The history of painting in Peru dates back to pre-Hispanic times, where simple tools and dyes of natural origin were used. At that time, painting was limited to the decoration of ornamental and utilitarian objects made of ceramics. With the arrival of the Spanish conquistadors, painting became mainly an expression of Catholic religiosity.
During the Republican era, Peruvian painting went through four major periods or styles: costumbrismo, academic painting, indigenismo and contemporary or modernist painting.
Prehispanic era
Peruvian painting has its most remote origin in cave art, highlighting Toquepala and Lauricocha, whose antiquity was dated to about 10,000 years.
In the Andean civilizations, the pre-Hispanic settler captured his art mainly in ceramics, distinguishing the Nazca, Mochica, Chimú, Tiahuanaco and Wari cultures. However, the Inca Empire limited itself to copying the Tiahuanaco queros. In the Moche culture, artists created high reliefs on the murals of the temples, such as the frieze located in the Huacas del Sol and de la Luna, 5 km from the city of Trujillo.
Painting during the Viceroyalty
The first expressions (1533-1620)
Painting, as an artistic representation on canvas or fresco, began during the viceregal era. Already in 1533, while the Spanish conquistador Diego de Mora was portraying the Inca Atahualpa imprisoned in Cajamarca, canvases, panels and images with representations of the new religion began to circulate throughout the vast Andean territory.

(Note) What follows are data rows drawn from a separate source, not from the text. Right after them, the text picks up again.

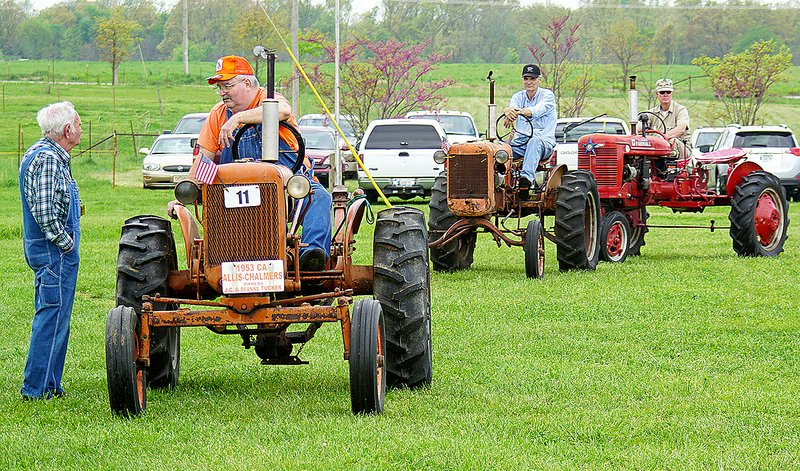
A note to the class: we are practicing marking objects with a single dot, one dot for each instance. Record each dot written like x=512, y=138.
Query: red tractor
x=633, y=172
x=479, y=192
x=243, y=278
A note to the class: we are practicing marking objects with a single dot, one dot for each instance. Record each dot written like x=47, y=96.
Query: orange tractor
x=479, y=193
x=243, y=278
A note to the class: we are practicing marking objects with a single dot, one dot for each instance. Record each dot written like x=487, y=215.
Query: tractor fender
x=741, y=171
x=188, y=229
x=554, y=177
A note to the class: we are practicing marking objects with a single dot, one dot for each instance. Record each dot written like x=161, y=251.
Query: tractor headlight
x=187, y=192
x=298, y=187
x=501, y=156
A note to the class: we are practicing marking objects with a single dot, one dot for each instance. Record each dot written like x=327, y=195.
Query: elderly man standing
x=241, y=104
x=51, y=211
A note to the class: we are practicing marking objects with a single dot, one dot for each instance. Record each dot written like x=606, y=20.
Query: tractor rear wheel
x=367, y=358
x=615, y=235
x=456, y=255
x=127, y=380
x=534, y=250
x=146, y=255
x=577, y=222
x=637, y=233
x=759, y=216
x=401, y=283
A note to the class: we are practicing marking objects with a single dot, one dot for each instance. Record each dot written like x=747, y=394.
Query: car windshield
x=173, y=146
x=591, y=127
x=318, y=140
x=403, y=136
x=190, y=125
x=763, y=139
x=451, y=124
x=707, y=138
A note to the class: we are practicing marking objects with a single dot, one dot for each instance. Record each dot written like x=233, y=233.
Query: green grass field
x=683, y=358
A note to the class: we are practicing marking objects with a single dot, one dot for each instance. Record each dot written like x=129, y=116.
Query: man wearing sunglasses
x=676, y=118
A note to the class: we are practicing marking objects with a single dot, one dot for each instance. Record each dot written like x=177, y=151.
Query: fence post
x=114, y=164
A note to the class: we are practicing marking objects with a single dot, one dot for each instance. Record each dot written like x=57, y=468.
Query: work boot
x=313, y=259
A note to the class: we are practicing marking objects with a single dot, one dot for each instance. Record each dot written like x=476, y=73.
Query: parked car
x=399, y=155
x=345, y=122
x=703, y=139
x=569, y=130
x=168, y=161
x=775, y=148
x=190, y=124
x=459, y=125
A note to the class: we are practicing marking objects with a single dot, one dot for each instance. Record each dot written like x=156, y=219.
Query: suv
x=399, y=155
x=459, y=125
x=569, y=130
x=703, y=139
x=775, y=148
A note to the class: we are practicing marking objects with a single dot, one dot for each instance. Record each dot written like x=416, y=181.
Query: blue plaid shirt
x=46, y=190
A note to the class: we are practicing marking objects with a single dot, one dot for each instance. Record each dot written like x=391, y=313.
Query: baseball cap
x=229, y=67
x=664, y=85
x=531, y=70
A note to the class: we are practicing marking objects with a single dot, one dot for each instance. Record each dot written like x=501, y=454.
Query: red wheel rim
x=768, y=219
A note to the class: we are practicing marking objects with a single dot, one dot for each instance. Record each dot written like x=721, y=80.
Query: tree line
x=625, y=32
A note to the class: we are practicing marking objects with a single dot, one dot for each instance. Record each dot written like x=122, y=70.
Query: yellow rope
x=327, y=111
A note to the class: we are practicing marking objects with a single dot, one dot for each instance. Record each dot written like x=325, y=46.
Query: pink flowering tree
x=741, y=81
x=381, y=79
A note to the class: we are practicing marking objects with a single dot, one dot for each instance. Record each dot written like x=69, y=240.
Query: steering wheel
x=653, y=130
x=301, y=145
x=512, y=130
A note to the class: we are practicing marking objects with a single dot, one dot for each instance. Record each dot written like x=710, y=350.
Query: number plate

Colonial painting had three great influences: the Italian one, very intense during the 16th and early 17th centuries, which later diluted to regain its hegemony at the end of the 18th century with the introduction of neoclassicism; the flamenco influence, which existed from the beginning and its importance grew until it was very strong in the 17th century, but, above all, it was constant through engravings; and the Spanish one that manifested itself more strongly during the Baroque period of the 17th and 18th centuries, especially through the Sevillian School. Later, and after indigenous and mestizos, the American Baroque began, with the introduction and recovery of new factors in the artistic panorama. The incorporation of the indigenous did not only result in a style, but also represented a different concept of the universe and its expression, with genuine validity, manifesting itself in a different and own art.
Indigenous artists interpreted the religious themes and styles of Western art works given by Catholic priests. Colonial paintings show themes of saints and religious figures combined with indigenous elements, such as Andean dresses or Andean facial expressions.